The move could see Dubai-based DP World make a second attempt at running Kenyan ports after earlier plans to set operations in the country failed.
According to Investments, Trade and Industry Cabinet Secretary Moses Kuria, the government is open to investors who are ready to construct the remaining 29 berths at Lamu Port, which is envisioned to have 32 berths.
The project, which commenced during former President Mwai Kibaki’s tenure, had its first three berths completed by his predecessor Uhuru Kenyatta at a cost of Sh40 billion.
Uhuru commissioned the facility, which is Kenya’s second major seaport, in May 2021.
It is part of the wider Sh2.5 trillion Lamu Port-Southern Sudan-Ethiopia Transport (Lapsset) corridor.
During his visit of Saudi Arabia and Dubai, Kuria held meetings with four key port operators.
These are DP World, Abu Dhabi Ports, Red Sea Gateway Terminal the Qatar Ports management.
“We are talking to people because we need massive investment in our ports. Concessioning of ports is very important,”Kuria responded to inquiries by the Star, on the government investment plans on ports.
According to Kuria, one berth at Lamu would have been enough to show proof of concept, with the remaining berths left for Pubic-Private Partnership.
“We are looking for the best deal. What is going to help us grow manufacturing, jobs and become a transhipment and free port hub for the region, so that people don’t really have to go to Dubai and other places,” Kuria said.

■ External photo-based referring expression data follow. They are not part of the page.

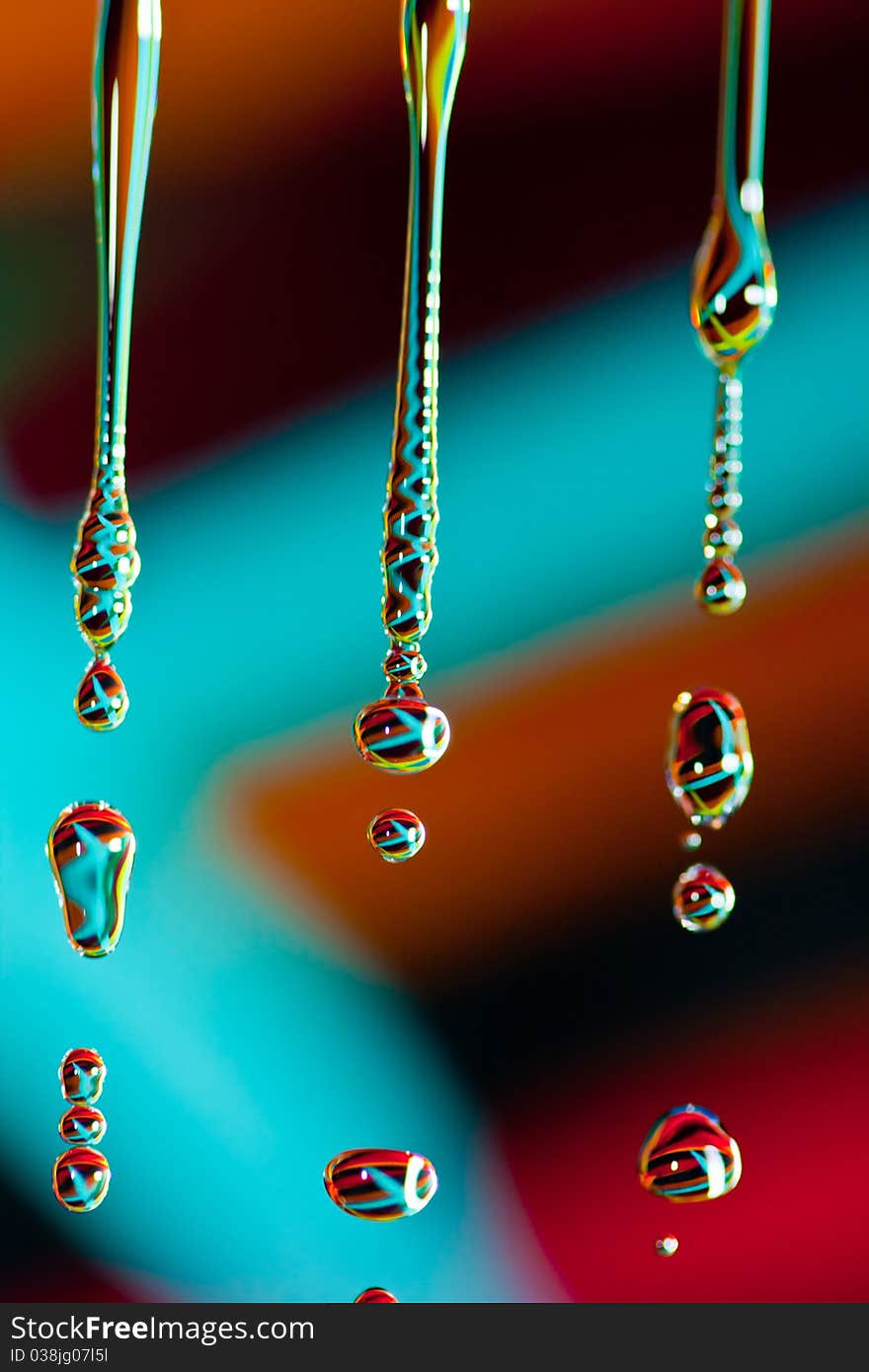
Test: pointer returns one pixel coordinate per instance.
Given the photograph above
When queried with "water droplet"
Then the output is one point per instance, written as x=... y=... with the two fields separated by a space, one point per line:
x=80 y=1179
x=83 y=1075
x=688 y=1156
x=702 y=899
x=709 y=760
x=81 y=1124
x=404 y=664
x=91 y=850
x=102 y=701
x=404 y=735
x=380 y=1182
x=721 y=587
x=103 y=616
x=397 y=834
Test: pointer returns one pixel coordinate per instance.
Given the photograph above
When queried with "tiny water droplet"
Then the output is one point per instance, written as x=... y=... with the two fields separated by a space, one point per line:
x=688 y=1156
x=380 y=1182
x=404 y=734
x=709 y=762
x=83 y=1075
x=702 y=899
x=666 y=1246
x=81 y=1124
x=397 y=834
x=91 y=850
x=721 y=587
x=102 y=701
x=80 y=1179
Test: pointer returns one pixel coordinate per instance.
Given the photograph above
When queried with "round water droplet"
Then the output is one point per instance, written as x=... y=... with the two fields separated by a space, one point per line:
x=702 y=899
x=83 y=1075
x=376 y=1295
x=403 y=734
x=103 y=616
x=722 y=537
x=688 y=1156
x=91 y=848
x=709 y=760
x=102 y=700
x=81 y=1124
x=404 y=664
x=380 y=1182
x=721 y=587
x=668 y=1246
x=397 y=834
x=80 y=1179
x=690 y=841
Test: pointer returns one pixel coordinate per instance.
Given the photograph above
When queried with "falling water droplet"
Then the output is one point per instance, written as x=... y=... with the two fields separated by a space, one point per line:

Lamu is considered a strategic port facility for becoming a transhipment hub.
Transhipment is the movement of goods or containers to an intermediate destination, then to another destination, with among reasons being to change the means of transport during the journey, known as trans-loading.
This mainly involves offloading of cargo from larger vessels, which cannot call at small ports, which are then loaded to feeder vessels for shipment to final destinations, and vice versa.
The port can handle ships with a carrying capacity of up to 12,000 TEUs, compared to the 8,000 to 10,000 TEUs carrying capacity vessels that are calling at the Port of Mombasa.
It can handle Post-Panamax ships. These are vessels that cannot pass the Panama Canal, with the word Post-Panamax being used to describe world's biggest vessels.
Its natural depth and proximity to the open sea makes it potential for transhipment as it will attract lager vessels that cannot dock at Mombasa, according to the Shippers Council of Eastern Africa (SCEA).
“Kenya can become a major player for transhipment and maritime trade. The government should give space to shipping lines to put up berths. This way, they will guarantee business, “chief executive Gilbert Langat told the Star.
During the run to last year’s general elections, ports were widely used to seek support from the coast region, with President William Ruto then promising to “take back port operations” to Mombasa.
DP World was at the centre of controversy after issues were raised over a deal with the then administration, which would have seen it take control of Lamu Port and other key facilities.
The Jubilee government had initiated talks with the firm to operate the first three berths at Lamu.
This was under an “Economic and Technical Cooperation Agreement” between the Kenya and the UAE, on March 1 last year.
DP World FZE (or any of its subsidiaries) was to act on behalf of the government of UAE, as its agent, documents seen by the Star showed.
It would have had rights to undertake the development, operation, management and expansion of transport logistics services in Kenya, according to the deal.
In a letter by the then National Treasury Cabinet Secretary Ukur Yatani, to Sultan Ahmed Bin Sulayem, chairman DP World, Kenya was awaiting a proposal from UAE that would had included an implementation plan for six projects.
DP World was expected to sign a non-disclosure agreement with Kenya to enable access to information and documents to facilitate preparation of the detailed commercial proposal.
The Dubai firm was also to re-develop four berths at the Port of Mombasa, the conversion of berths 11-14 which are currently unable to handle containers operations, into a modern multi-purpose terminal capable of handling 1 million containers.
It was further expected to develop a 500-hectares Special Economic Zone next to the Lamu port, focused on agriculture value addition and servicing the Lamu corridor into Ethiopia and South Sudan.